Each constraint narrows the space. ELF validation eliminates non-ARM64 binaries. The snapshot magic eliminates non-Dart data. The version hash selects exactly one CID table and tag encoding. Cluster alloc counts fix the object population. Fill parsing recovers field values within that fixed population. What survives all constraints is the analysis result.

if |R| == 0  → HALT: overconstrained (bug in our model)
if |R| > 1   → HALT: underdetermined (missing constraint)
if |R| == 1  → COMMIT: the answer

No heuristics. No runtime fallback. No inference outside constraints.

How It Works

Snapshot reconstruction

Dart AOT snapshot = two-phase serialization: alloc then fill.

Alloc walks clusters in CID order. Each cluster declares how many objects of that class exist. This assigns sequential reference IDs to every object. No data is read yet, just counts.

Fill walks the same clusters again. This time it reads the actual field values: string bytes, reference IDs pointing to other objects, integer scalars. The fill encoding varies by object type and Dart version.

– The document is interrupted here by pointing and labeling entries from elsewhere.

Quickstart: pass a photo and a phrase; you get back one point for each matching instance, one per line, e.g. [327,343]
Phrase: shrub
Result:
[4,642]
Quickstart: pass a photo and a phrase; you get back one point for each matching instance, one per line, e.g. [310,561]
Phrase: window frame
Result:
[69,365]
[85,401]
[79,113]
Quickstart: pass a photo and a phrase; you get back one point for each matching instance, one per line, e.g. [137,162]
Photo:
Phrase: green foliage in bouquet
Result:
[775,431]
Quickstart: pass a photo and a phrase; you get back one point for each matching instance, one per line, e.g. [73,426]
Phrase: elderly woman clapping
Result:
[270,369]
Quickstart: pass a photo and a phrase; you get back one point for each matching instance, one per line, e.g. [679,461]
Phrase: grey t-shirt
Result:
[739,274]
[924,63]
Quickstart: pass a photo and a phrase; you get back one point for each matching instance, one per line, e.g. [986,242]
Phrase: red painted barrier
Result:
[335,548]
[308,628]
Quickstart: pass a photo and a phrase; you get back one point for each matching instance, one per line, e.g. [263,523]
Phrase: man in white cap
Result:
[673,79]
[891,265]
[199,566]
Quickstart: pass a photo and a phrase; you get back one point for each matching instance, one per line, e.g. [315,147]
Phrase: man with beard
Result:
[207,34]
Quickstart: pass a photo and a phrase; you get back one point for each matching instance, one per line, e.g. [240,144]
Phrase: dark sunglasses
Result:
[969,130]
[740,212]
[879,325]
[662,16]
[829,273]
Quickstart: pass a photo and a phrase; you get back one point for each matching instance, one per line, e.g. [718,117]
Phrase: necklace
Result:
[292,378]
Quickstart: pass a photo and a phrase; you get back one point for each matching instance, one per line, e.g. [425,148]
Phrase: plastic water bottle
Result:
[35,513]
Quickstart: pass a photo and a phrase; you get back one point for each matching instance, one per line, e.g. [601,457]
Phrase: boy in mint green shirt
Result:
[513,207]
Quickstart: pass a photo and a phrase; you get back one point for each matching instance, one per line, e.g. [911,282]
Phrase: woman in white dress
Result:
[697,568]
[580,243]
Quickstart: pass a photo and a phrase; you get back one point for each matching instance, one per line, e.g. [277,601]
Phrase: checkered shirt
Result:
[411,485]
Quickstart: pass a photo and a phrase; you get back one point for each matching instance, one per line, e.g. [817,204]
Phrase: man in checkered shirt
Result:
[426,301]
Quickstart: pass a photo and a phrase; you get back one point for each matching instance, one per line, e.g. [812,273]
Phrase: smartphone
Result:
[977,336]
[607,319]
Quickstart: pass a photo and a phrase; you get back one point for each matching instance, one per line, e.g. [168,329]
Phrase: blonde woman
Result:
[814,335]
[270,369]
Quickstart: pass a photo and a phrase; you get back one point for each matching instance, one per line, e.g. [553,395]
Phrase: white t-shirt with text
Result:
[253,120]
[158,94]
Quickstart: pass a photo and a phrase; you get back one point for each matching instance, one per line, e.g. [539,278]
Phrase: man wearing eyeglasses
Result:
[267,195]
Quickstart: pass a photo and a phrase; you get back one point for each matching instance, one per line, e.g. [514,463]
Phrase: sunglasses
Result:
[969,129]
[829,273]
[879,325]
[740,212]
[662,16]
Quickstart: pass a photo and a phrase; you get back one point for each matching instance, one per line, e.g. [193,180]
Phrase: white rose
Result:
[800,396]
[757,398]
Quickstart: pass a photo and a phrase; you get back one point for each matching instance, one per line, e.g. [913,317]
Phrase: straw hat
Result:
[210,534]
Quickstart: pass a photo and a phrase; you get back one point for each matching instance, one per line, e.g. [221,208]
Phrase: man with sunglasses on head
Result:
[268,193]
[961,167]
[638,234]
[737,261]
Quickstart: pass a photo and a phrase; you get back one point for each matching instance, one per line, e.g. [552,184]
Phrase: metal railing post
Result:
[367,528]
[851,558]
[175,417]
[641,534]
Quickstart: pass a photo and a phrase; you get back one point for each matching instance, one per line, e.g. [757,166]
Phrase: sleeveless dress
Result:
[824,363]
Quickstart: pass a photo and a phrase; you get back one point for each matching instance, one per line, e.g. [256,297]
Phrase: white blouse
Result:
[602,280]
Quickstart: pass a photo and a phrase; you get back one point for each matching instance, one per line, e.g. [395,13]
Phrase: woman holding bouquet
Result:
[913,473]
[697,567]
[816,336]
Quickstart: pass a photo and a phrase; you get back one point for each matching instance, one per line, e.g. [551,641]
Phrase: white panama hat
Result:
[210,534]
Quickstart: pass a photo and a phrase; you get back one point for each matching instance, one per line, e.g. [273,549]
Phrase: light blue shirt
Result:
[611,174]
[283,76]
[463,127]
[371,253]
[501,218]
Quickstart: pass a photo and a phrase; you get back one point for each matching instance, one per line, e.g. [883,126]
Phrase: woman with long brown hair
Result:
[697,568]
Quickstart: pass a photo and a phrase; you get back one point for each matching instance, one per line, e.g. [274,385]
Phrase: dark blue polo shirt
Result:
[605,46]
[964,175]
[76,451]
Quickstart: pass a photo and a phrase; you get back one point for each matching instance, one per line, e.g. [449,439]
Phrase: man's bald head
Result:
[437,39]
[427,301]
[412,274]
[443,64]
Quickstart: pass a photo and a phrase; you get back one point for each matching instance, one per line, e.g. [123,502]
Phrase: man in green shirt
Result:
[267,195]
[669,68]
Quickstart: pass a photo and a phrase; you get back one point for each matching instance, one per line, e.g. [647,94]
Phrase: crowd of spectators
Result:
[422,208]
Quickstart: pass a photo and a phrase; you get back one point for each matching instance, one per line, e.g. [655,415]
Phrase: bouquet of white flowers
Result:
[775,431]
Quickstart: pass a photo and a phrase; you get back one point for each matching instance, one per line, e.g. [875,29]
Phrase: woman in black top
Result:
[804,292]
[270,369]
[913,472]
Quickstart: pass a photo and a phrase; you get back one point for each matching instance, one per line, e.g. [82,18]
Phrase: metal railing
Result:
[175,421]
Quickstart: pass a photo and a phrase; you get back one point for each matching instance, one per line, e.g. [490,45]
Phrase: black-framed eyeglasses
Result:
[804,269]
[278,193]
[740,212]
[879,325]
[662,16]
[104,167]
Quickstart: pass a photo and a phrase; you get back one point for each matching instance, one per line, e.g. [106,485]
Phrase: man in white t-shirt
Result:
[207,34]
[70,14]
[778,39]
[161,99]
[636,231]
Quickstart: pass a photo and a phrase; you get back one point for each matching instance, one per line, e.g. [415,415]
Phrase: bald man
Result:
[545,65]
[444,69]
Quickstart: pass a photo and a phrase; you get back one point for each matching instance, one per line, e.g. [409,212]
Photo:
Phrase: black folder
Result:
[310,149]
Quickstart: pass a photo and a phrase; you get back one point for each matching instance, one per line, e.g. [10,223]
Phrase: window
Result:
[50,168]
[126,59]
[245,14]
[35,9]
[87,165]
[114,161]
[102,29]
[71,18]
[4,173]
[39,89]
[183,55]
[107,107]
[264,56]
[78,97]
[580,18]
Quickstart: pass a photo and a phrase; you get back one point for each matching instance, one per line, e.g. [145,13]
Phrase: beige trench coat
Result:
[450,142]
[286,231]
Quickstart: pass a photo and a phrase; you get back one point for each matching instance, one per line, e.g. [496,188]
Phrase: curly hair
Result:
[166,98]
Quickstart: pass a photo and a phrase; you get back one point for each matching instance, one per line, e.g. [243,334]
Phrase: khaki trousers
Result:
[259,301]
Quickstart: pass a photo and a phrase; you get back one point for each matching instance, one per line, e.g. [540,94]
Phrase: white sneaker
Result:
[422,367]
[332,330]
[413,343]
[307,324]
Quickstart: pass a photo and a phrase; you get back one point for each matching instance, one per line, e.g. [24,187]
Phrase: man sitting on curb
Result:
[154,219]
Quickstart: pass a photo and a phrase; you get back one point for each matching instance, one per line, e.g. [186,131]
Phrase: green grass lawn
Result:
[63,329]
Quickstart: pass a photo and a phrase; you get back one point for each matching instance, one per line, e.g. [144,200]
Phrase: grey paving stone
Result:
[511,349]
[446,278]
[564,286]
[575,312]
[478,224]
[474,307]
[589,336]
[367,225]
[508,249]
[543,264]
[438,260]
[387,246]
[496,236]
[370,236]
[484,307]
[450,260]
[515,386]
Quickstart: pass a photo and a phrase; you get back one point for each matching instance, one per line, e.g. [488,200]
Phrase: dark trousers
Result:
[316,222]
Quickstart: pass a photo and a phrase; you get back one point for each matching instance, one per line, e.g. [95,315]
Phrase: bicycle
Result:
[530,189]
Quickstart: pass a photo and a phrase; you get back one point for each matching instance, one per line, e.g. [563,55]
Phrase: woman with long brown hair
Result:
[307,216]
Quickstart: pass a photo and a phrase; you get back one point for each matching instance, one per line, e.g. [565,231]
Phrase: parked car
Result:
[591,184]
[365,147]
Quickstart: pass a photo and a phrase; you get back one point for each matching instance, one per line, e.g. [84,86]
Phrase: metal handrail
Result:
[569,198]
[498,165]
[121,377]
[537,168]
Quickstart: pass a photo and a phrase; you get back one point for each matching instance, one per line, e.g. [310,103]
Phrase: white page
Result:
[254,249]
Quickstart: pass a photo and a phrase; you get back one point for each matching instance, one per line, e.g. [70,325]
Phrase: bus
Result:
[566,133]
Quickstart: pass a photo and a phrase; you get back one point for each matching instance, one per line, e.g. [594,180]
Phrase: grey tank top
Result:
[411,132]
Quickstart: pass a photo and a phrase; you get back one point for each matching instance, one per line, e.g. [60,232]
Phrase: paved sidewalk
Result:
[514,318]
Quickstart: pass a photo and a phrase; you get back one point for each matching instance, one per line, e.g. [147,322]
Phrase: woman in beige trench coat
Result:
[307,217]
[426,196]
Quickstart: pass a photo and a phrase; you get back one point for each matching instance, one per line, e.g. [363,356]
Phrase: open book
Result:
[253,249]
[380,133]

We replay both phases from raw bytes. The alloc phase gives us the object census. The fill phase gives us names, strings, and cross-references. Combined with the instructions table (which maps code objects to their machine code offsets), we recover the full function-name-to-address mapping that Blutter gets from the VM API.

Code recovery

The isolate instructions image contains two regions:

Stubs (indices 0 through FirstEntryWithCode-1): runtime trampolines (type-check handlers, allocation stubs, dispatch helpers) placed before user code.

Code (indices FirstEntryWithCode onward): user functions and framework code. Each Code object maps to a PC offset via the instructions table.

We resolve both regions, producing a complete function map that covers the entire executable range.

ARM64 disassembly and call edges

Each function's code bytes are decoded instruction-by-instruction using arm64asm.Decode. Branch detection handles B, B.cond, CBZ, CBNZ, TBZ, TBNZ, RET, all from raw 32-bit encodings.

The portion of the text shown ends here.